In another experiment, RAW264.7 cells were cultured overnight in the presence of FK866 and NAD levels were maintained by culturing the cells in the presence of extra-
cellular NAD. Cells were then stimulated with LPS for 2h and the culture supernatant was tested for TNF content by ELISA. Fig. 3C shows that NAD levels remained high even in the presence of FK866, and TNF synthesis was restored.
Example 4
This example illustrates that the inhibition of proinflammatory cytokine secretion induced by lowering intracellular NAD levels is not due to apoptosis induction. Human PBMC were isolated and cultured overnight with increasing doses of FK866, and then stimulated with LPS for 6h. At the end of the culture, cell viability was assessed using the MTT (3-(4, 5-Dimethylthiazol-2-yl)-2, 5-diphenyltetrazolium bromide) assay. Fig. 4A shows that cell viability was not affected by FK866.

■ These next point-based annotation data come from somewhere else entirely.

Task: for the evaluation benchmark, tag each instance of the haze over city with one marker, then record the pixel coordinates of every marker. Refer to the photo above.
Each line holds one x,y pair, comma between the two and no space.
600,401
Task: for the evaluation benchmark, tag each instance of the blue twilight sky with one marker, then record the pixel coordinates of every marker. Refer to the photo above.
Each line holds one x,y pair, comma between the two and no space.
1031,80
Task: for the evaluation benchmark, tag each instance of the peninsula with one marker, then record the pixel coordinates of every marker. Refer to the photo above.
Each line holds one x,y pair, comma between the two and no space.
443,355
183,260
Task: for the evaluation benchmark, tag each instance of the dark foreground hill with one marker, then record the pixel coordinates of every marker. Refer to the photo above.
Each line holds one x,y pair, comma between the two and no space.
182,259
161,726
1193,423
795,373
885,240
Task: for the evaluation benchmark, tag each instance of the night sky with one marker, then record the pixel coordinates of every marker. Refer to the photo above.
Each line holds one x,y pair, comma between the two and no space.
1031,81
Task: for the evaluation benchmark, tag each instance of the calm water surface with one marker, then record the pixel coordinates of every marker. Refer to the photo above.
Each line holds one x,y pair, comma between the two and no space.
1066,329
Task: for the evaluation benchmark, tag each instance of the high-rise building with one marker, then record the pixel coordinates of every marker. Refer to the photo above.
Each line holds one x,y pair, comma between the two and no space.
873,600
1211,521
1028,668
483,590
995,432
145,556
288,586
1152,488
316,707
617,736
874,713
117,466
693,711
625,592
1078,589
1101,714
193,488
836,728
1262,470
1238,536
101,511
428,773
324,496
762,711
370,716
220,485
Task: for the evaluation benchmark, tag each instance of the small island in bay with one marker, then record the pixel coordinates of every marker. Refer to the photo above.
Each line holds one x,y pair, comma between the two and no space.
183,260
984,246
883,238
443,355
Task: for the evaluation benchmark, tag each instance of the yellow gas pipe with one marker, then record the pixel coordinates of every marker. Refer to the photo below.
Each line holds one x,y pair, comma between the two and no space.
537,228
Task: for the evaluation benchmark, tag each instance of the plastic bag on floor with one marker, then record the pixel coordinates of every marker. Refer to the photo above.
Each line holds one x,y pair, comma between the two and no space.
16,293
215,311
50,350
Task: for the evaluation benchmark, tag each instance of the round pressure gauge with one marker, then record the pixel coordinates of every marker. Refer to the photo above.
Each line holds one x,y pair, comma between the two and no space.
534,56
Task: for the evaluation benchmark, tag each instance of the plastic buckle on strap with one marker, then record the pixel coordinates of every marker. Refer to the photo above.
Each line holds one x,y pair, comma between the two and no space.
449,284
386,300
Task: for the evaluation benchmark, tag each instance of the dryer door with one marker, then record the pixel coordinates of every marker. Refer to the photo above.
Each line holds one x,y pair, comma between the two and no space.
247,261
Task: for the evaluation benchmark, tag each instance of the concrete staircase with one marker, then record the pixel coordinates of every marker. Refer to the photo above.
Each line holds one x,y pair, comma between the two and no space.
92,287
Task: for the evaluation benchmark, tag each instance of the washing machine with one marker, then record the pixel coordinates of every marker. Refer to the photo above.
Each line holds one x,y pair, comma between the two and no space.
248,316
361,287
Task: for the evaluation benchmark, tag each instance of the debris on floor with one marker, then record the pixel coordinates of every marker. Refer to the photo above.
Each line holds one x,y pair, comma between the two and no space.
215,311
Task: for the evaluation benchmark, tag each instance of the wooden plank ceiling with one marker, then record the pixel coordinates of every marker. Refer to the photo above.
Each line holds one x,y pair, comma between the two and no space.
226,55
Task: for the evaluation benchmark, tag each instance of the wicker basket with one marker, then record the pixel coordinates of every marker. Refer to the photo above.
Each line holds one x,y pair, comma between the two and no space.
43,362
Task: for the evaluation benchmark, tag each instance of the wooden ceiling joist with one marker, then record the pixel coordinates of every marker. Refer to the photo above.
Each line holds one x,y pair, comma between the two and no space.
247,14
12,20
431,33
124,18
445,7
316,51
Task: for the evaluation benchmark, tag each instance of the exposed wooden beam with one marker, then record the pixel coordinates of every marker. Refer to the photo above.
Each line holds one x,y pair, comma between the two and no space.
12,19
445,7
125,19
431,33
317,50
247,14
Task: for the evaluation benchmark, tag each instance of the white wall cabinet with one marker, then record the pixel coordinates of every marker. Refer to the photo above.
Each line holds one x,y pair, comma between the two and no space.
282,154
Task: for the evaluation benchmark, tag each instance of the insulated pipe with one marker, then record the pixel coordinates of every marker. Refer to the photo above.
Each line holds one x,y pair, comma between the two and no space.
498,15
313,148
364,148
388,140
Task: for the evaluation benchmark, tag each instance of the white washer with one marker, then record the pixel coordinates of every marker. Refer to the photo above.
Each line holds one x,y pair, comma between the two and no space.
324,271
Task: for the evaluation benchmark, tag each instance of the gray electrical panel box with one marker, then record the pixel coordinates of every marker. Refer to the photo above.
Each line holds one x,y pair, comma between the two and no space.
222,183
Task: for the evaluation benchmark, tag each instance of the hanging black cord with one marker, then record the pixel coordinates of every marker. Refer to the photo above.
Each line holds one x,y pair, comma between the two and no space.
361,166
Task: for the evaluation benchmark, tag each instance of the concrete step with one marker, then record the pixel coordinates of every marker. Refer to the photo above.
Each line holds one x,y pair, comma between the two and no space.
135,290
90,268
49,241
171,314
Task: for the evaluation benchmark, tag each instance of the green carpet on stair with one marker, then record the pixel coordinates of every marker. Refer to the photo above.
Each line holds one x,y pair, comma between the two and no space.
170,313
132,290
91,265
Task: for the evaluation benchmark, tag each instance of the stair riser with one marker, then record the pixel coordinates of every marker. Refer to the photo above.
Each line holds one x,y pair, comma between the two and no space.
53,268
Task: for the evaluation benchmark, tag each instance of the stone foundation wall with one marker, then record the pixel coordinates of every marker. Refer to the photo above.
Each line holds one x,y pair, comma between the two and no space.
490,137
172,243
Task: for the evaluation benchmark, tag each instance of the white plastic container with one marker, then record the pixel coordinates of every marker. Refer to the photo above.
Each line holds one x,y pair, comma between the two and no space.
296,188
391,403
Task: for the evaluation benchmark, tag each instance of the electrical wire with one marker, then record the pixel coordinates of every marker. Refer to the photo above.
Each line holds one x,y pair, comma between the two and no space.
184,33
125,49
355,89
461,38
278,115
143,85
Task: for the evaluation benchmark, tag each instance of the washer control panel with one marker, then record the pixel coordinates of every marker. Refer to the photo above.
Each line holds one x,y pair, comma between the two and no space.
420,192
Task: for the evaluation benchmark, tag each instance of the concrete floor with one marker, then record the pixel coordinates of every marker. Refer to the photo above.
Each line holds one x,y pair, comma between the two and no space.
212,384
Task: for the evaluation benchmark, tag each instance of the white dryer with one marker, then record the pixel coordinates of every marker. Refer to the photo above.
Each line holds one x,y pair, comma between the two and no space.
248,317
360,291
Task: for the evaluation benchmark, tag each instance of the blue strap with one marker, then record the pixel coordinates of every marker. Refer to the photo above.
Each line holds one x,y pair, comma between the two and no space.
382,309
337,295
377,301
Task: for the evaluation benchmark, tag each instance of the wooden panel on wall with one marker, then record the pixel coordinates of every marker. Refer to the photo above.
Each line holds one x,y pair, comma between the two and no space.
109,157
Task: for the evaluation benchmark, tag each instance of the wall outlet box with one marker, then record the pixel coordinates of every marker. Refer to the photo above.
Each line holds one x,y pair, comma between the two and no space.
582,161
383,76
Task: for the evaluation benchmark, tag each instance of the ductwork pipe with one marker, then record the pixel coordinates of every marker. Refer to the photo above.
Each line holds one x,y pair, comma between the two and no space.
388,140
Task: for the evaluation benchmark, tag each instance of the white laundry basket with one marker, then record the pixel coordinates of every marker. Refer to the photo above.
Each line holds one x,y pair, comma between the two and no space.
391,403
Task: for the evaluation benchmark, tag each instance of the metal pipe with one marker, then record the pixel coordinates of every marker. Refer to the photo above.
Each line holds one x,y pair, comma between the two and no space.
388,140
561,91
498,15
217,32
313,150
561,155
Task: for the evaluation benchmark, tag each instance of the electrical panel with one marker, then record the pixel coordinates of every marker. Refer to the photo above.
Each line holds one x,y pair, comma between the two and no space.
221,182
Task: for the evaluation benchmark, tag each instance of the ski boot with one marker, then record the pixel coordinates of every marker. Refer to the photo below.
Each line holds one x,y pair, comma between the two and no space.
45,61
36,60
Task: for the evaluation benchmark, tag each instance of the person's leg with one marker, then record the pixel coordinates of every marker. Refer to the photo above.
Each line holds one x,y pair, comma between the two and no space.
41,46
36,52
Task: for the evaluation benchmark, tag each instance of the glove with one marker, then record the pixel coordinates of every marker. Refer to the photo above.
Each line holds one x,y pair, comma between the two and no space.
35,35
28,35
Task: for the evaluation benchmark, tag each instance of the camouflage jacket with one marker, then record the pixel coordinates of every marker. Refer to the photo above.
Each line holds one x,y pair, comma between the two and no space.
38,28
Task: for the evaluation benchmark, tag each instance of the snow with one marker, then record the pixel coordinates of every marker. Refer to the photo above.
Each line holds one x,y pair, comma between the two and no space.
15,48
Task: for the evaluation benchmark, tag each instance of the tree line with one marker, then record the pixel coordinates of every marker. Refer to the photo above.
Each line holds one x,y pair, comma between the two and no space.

In another experiment, human monocyte-derived dendritic cells were isolated and cultured overnight with increasing doses of FK866, and then stimulated with LPS for 6h. At the end of the culture, the survival of cells was measured by Annexin-V and propidium iodide staining and no difference in survival was observed in cells treated with FK866 compared to untreated cells (Fig. 4B). This shows that inhibition of NAD and pro-inflammatory cytokine secretion was not simply due to cell death induction.
Example 5
This example describes the reduction of disease severity of rheumatoid arthritis (RA) in an experimental mouse model of collagen-induced RA after treatment with FK866. RA is an autoimmune disorder characterized by chronic inflammation of the joints leading to their destruction. Pro-inflammatory cytokines play a major role in the development and maintenance of the disease, and blocking of TNF or IL-I for alleviating symptoms of RA is now well established in clinical practice. Male DBA/1 mice between 8-10 weeks of were immunized intradermally at the base of tail with 100 μg of native type II collagen (CII), emulsified in complete Freund's adjuvant containing 5 mg/ml mycobacterium tuberculosis. Twenty-one days later, the mice were boosted with 100 μg collagen in incomplete Freund's adjuvant intradermally at the base of the tail. From day 15 after the first immunization onward, mice are examined daily for the onset of clinical arthritis. The severity of arthritis is scored on a 3-point scale, where 0 = normal appearance, 1 = mild swelling and/or erythema, 2 = pronounced swelling and erythema,
and 3 = joint rigidity. Each limb is graded, resulting in a maximal clinical score of 12 per animal. Treatment with FK866 was administered twice daily at 10 mg/kg intraperitoneally for a total of 15 days from the day when CIA became clinically detectable (clinical scoring > 1). Results shown in Fig. 5 indicate that FK866 ameliorates the symptoms of arthritis in an animal model of RA.